Welcome to this week’s AITN Lite! As usual, I have tried to find a link between the full bulletin last week. The bulletin was about the jets launched from the central black hole in galaxies, and this week’s is about black holes, just not those in the centre of galaxies. To be specific, it is about the first dormant black hole unambiguously discovered in an extragalactic system. The article can be found here:
https://www.theguardian.com/science/2022/jul/18/first-dormant-black-hole-found-outside-the-milky-way
Massive stars preferentially form in binary or multiple systems.

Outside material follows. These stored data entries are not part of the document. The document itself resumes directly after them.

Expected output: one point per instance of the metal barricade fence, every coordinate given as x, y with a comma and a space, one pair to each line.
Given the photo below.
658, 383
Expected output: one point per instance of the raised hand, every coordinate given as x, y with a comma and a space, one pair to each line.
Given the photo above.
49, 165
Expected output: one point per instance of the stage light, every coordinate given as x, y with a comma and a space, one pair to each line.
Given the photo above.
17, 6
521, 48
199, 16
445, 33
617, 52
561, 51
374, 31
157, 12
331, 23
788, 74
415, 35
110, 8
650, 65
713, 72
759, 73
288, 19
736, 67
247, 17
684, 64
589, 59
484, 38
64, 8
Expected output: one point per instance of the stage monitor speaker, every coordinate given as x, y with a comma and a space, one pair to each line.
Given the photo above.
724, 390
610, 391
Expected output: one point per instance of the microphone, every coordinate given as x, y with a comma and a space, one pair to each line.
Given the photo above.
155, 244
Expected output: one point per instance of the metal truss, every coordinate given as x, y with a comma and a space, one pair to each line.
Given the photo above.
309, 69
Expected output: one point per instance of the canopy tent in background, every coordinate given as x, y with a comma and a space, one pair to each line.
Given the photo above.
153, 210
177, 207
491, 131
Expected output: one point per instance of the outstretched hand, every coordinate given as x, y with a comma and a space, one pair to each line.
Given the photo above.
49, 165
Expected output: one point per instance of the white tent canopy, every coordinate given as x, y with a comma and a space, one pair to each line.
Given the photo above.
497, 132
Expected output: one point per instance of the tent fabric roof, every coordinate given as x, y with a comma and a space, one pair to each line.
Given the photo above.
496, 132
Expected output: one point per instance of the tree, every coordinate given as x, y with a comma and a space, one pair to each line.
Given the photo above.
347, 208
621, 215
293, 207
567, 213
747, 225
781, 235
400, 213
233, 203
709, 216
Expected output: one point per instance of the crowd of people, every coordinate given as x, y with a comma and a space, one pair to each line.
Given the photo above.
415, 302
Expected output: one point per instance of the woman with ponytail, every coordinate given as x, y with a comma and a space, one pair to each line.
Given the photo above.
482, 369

Stars with an initial mass between 8 and 16 solar masses have a multiplicity fraction of greater than 60%, which rises to 80% for masses more than 16. These massive stars end their lives in core-collapse supernovae. Stars that are initially more massive than 40 solar masses leave behind a black hole, and some even collapse straight into a black hole. However, when two massive stars are in a binary system, and one has exploded via supernova, you end up with a black hole orbiting a massive star.
In this system, VFTS 243, a 9 solar mass black hole is found orbiting a 25 solar mass star. VFTS243’s black hole was difficult to discover though since it is considered dormant. It is dormant as it does not have significant levels of x-ray emission, the usual method for detecting a black hole, which is emitted due to material accreting into it. A long observing program of the kinematics of the star left the authors with no other plausible scenario that there was a companion black hole.